Lee, a former Hyundai executive, was mayor of Seoul, where his economic development of the city won him broad support. Lee promises "creative reconstruction" under his administration, with a blueprint for North Korea's economic development and peace on the Korean Peninsula, sustaining, if modifying the Sunshine Policy. His "MB-doctrine" for foreign policy comprises seven projects, encompassing North Korea, unification, security, and diplomacy, with enhanced infrastructure development in both parts of Korea. He proposes to bring the income of North Koreans to $3,000 per year within ten years.

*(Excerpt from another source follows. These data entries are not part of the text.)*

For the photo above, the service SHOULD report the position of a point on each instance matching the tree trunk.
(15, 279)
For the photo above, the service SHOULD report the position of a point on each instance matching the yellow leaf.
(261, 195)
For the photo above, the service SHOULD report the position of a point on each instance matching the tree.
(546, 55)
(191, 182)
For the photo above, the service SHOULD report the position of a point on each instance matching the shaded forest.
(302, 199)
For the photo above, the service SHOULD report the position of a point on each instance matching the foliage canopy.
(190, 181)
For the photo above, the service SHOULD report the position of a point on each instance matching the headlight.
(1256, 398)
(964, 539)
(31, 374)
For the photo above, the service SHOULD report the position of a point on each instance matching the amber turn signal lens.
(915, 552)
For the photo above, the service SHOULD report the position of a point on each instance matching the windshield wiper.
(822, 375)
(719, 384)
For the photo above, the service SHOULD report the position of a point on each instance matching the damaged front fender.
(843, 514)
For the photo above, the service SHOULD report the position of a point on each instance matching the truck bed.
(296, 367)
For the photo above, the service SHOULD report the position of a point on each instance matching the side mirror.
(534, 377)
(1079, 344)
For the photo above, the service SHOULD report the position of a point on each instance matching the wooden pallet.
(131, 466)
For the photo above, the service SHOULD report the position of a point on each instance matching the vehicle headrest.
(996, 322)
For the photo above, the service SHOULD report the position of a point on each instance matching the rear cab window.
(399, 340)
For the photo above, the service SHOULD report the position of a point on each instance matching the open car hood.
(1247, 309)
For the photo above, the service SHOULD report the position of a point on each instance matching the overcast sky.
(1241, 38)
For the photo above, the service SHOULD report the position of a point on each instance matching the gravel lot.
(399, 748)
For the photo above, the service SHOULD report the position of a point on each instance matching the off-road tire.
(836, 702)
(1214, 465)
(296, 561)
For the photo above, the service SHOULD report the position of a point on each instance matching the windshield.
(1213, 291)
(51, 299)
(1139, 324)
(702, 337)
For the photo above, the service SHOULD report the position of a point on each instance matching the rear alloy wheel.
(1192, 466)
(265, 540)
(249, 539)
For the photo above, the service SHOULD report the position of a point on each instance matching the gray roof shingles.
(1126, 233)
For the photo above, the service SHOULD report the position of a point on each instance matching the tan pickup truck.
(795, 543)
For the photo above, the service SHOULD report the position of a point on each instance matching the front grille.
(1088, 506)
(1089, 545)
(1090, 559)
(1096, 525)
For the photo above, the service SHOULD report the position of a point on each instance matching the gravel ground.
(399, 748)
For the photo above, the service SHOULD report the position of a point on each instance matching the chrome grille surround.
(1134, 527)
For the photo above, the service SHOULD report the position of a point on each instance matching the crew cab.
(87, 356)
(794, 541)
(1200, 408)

China Cutting Grain Exports To Stop Inflation

Dec. 18 (EIRNS)—In a measure to try to control fast-rising food prices in China, the government has decided to end export-rebates on all important grains as of today, China Daily reported. The rebates were part of China's overall policy, developed during the last decades of the 20th Century, to expand exports, to earn as much foreign exchange as possible. The 13% tax rebate applied to exports of wheat, corn, and soybeans, and all flours.

In November, Chinese food prices shot up 18.2%, pushing overall inflation up to 6.9%, the highest in 11 years. Earlier in 2007, the government began selling state reserves of corn (maize) and wheat to ease price rises, and last week sold 500,000 tons of corn from its reserves. Another 500,000 tons will be sold today. On top of this, exports of corn and wheat were halted in the second half of 2007.

China, the world's largest grain consumer, is a net exporter of rice, wheat, and corn. It has exported over 85% more corn (4.9 million tons) so far in 2007 over 2006, while rice exports were up 7%, to 1.2 million tons. China's overall grain production is about 500 million tons this year.